Tuesday, November 15, 2005

Short history


Brave New Works is a vibrant performing ensemble of ten musicians dedicated to performing and promoting new music. The mission of Brave New Works is to engage, enrich and educate through contemporary music. A not-for-profit organization since 2003, Brave New Works was nurtured by the rich artistic landscape of Ann Arbor, Michigan, and formed in 1997 by three students at the University of Michigan: percussionists Chris Froh and Eli Shapiro, and conductor Chris Younghoon Kim. The concept was simple; to make great music, discover new sounds and ideas, and perform with kindred spirits.

The first concerts took place on the campus of the University of Michigan wherever space was available. The music was as diverse as the musicians who came together to perform it. Programs featured the gypsy duo Verderos, electronic music composer and trumpet player Mark Kirschenmann, and works by Cage, Berio, Stravinsky and Ginastera. The first season found its culmination in a performance of Terry Riley's "In C," for open instrumentation, which fittingly took place in the art gallery of the School of Engineering's Media Union, the university's newest building.

In its infancy, Brave New Works was as much a concept as it was an organization. Its three founders continually invented projects and, through the collaboration of a surprisingly large cast of characters, saw them to fruition. One such example was 1998's "By and For the Persecuted," a program of music composed entirely by prisoners interred at the Nazi concentration camp Terezin, in former Czechoslovakia. Chris Younghoon Kim conducted a chamber orchestra of student recruits in a program that included the music of Pavel Haas and Gideon Klein among others.

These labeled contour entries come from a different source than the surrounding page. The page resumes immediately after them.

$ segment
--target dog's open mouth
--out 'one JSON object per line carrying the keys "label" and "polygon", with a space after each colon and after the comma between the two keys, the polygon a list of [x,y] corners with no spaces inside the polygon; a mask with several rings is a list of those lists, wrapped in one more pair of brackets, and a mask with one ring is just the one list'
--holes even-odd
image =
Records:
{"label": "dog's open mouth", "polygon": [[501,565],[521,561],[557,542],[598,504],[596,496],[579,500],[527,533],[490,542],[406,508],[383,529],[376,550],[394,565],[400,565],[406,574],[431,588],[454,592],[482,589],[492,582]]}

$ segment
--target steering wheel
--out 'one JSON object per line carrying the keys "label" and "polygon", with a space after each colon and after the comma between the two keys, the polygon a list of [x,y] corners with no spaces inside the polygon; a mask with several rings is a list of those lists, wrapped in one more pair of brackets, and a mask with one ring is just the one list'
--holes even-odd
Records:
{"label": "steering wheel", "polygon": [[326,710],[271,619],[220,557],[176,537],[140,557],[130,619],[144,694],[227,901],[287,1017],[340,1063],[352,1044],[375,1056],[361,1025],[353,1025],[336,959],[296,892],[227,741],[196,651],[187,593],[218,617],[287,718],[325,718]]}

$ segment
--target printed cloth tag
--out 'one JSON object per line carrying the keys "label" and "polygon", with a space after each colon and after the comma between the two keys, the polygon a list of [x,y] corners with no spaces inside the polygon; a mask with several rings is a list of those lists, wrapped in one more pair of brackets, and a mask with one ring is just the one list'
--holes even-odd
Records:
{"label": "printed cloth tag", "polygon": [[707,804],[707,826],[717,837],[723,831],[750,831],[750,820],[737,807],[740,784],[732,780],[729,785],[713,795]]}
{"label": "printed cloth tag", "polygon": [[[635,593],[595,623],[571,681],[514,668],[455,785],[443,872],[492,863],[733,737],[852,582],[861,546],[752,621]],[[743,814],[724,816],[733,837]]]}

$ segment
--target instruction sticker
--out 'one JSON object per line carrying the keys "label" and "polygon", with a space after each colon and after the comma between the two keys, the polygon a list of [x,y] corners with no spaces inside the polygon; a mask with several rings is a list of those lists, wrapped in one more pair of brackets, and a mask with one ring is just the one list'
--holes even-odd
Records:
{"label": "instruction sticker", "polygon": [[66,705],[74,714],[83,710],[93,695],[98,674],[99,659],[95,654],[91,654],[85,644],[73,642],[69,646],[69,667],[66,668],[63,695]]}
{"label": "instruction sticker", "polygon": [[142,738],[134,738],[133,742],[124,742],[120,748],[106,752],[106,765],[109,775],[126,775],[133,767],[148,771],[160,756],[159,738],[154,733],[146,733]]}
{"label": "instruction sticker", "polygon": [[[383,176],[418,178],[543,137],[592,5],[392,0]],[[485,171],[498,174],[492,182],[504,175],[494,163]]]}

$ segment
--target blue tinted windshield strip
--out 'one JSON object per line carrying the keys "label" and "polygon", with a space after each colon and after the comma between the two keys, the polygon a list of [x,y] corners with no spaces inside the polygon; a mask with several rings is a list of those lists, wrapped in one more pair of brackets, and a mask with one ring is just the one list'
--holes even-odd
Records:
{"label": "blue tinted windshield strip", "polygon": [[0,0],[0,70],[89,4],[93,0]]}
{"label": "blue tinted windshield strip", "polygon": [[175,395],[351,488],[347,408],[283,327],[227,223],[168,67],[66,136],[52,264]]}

Whether chamber orchestra, massed cello choir -as in the January 2001 concert entitled, "Celloholics,"- or soloist, Brave New Works came to embody the spirit of adventure in music. No project seemed too intimate or too grand. February 1999 marked one of Brave New Works' major successes: the "Five Dances" project in conjunction with a residency by the Merce Cunningham Dance Company. The program featured George Crumb's "Madrigals: Books I-IV" and the premier of five original dance compositions. Five composers worked with five choreographers, and together with Brave New Works, presented five experimental pieces. The inspiration came from the legendary collaboration between composer John Cage and Merce Cunningham. Brave New Works worked with Cage specialist Laura Kuhn on this important project. With success around the university and greater Ann Arbor communities, Brave New Works found an identity, and a growing audience.

By the fall of 2001, Brave New Works had outgrown the profile of a student ensemble. The group reorganized, and recruited a board of directors. Chris Younghoon Kim became sole music director, and Brave New Works for the first time defined its instrumentation as an ensemble of ten core musicians. With these changes came the potential for mobility; Brave New Works began the transition from a local phenomenon to a nationally recognized organization.

In addition to exploring and encouraging the growing modern repertoire, Brave New Works began to make contributions in the area of education. The ensemble developed its College Residency Program in which Brave New Works musicians work with student composers and instrumentalists conducting open rehearsals, instrumental master classes, and readings of student compositions. The first of these took place in the fall of 2002 at Lewis and Clark College in Portland, Oregon. Subsequent residencies have taken Brave New Works to Bowling Green, Ohio, and to an ongoing partnership with Tufts University in Medford, Massachusetts.

Today, many of the musicians of Brave New Works hold teaching positions at prestigious colleges and universities around the country, and all maintain individual performing careers. Brave New Works strives to uphold the values out of which it was formed and remains true to its first simple concept: to make great music, discover new sounds and ideas, and perform with kindred spirits.